Toda maqueta es una prospección a futuro, una promesa, un deseo, la imagen ideal de un pensamiento de lo que deberá ser la arquitectura. Arquitectura antes de la arquitectura o arquitectura sin un lugar o arquitectura en cualquier lugar.
Construir una maqueta es anticipar ese futuro; es establecer de antemano (y sin riesgo de equivocarse) una determinada concepción del mundo o de un territorio; una representación a escala de una idea que devendrá espacio tangible, real, habitable. Como apunta el escritor y periodista Juan José Millas:
“En las maquetas no hay huelguistas, ni manifestantes, ni pobres, no hay cacas de perro, no hay viento, jamás llueve, no hace ni frío ni calor.

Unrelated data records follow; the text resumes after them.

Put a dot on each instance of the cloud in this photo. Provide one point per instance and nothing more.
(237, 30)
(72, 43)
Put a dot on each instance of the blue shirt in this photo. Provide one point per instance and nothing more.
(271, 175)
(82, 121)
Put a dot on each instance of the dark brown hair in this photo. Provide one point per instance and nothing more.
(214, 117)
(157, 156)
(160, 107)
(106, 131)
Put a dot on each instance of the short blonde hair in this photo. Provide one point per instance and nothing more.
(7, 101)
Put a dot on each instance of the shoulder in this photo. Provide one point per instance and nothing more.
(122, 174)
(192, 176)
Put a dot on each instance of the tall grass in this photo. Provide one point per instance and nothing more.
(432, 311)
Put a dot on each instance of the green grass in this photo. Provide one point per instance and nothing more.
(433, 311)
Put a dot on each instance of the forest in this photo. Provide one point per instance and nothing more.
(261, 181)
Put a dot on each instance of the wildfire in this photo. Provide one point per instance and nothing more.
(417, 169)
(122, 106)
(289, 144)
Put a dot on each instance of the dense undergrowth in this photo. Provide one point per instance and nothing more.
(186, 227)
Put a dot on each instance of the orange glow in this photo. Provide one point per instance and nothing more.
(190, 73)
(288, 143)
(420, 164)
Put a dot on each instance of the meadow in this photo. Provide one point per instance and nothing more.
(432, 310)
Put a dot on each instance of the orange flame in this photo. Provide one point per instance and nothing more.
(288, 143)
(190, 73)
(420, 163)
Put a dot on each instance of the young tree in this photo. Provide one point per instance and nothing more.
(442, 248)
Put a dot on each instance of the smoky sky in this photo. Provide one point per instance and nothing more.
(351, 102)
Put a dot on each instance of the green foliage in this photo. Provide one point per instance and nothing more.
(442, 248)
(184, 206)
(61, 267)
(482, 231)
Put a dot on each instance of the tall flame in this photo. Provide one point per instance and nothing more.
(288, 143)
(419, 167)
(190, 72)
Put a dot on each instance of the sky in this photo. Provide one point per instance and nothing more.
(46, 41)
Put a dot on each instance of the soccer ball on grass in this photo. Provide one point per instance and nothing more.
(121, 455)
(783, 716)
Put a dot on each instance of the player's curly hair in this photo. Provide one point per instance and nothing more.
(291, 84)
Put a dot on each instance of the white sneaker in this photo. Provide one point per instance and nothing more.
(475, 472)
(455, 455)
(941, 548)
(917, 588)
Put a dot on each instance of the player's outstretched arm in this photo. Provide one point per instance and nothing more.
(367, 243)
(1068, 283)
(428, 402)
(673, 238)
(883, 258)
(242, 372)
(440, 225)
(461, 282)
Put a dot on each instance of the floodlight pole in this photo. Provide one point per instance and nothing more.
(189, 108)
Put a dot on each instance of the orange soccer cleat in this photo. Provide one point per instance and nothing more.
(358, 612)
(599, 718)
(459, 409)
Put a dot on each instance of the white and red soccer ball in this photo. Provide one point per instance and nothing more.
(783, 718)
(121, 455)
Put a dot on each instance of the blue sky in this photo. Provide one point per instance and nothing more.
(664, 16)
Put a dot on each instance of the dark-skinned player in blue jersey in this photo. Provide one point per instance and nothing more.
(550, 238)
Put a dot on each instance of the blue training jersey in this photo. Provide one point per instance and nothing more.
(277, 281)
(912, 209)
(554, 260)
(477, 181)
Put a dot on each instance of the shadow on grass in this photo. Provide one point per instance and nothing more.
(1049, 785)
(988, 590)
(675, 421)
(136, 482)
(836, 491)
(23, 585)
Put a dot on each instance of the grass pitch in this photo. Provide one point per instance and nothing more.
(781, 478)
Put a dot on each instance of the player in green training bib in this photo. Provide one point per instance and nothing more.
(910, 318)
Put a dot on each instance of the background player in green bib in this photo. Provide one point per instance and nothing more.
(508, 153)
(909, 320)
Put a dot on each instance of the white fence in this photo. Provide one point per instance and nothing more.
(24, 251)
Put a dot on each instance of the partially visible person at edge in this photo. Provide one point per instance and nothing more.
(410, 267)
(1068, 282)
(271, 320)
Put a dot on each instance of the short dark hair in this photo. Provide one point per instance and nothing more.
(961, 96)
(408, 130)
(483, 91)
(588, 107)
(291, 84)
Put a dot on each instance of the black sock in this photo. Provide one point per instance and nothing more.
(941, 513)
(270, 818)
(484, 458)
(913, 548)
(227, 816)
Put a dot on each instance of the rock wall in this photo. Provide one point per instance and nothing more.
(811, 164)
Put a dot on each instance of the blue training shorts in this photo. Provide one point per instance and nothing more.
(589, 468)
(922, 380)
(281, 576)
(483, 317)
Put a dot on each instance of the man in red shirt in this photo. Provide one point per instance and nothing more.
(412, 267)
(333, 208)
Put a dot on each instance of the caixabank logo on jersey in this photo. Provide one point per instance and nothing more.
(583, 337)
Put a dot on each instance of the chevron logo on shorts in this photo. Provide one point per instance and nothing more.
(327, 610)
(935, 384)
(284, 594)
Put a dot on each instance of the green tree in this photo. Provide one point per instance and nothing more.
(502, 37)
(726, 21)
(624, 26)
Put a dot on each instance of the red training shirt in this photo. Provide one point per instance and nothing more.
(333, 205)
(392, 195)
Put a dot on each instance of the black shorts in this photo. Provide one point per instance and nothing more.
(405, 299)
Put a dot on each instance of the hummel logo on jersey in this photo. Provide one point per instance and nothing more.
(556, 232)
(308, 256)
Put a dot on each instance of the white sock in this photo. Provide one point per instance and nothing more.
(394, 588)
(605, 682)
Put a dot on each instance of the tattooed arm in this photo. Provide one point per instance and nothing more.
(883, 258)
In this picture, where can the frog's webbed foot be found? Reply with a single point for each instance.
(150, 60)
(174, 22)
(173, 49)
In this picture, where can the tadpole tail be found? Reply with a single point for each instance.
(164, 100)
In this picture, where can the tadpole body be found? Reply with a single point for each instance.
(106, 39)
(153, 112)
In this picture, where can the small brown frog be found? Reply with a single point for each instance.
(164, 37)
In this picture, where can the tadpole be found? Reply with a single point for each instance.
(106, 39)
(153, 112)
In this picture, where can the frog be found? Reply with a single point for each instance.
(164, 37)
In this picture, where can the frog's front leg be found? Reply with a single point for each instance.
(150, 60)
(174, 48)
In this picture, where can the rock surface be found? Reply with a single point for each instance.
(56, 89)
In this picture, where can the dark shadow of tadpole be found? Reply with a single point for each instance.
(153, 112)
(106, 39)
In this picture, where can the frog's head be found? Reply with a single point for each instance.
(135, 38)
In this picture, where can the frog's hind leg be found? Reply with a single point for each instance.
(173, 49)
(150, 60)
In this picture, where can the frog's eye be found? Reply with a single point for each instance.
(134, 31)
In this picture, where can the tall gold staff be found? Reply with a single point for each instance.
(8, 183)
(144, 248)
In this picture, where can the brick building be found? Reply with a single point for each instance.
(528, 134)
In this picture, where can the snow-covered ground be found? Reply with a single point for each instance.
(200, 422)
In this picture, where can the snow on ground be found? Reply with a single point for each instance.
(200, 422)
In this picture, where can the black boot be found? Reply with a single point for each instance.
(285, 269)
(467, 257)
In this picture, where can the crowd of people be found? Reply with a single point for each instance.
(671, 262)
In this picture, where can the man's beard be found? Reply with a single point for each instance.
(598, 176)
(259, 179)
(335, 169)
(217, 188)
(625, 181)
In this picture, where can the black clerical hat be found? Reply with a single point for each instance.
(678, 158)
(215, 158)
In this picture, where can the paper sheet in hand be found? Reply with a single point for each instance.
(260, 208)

De la maqueta no llegan gritos de contribuyentes indignados preguntando a las autoridades de dónde van a sacar el dinero para la obra faraónica que se proponen perpetrar. En las maquetas, los retretes están siempre limpios y los árboles son de hoja perenne y el agua del estanque es cristalina.”
Por eso la maqueta es la herramienta preferida de políticos y arquitectos que, que como no pueden controlar el mundo que les rodea, prefieren imaginarlo en miniatura, respondiendo a lo que decía Bachelard:
“[poseemos] el mundo tanto más cuanta mayor habilidad tenga[mos] para miniaturizarlo”.
La destrucción (parcial) de la maqueta no sólo contestaría a la idea establecida por Millas, sino que trata de posicionarse en la voluntad de que la arquitectura no puede solidificar modelos ideales, limpios y ordenados.
Si una maqueta es, como ya se ha dicho, una mirada al futuro, la maqueta quemada representa entonces la propia noción de fracaso: Una promesa frustrada, un futuro imperfecto, una utopía sin utopía.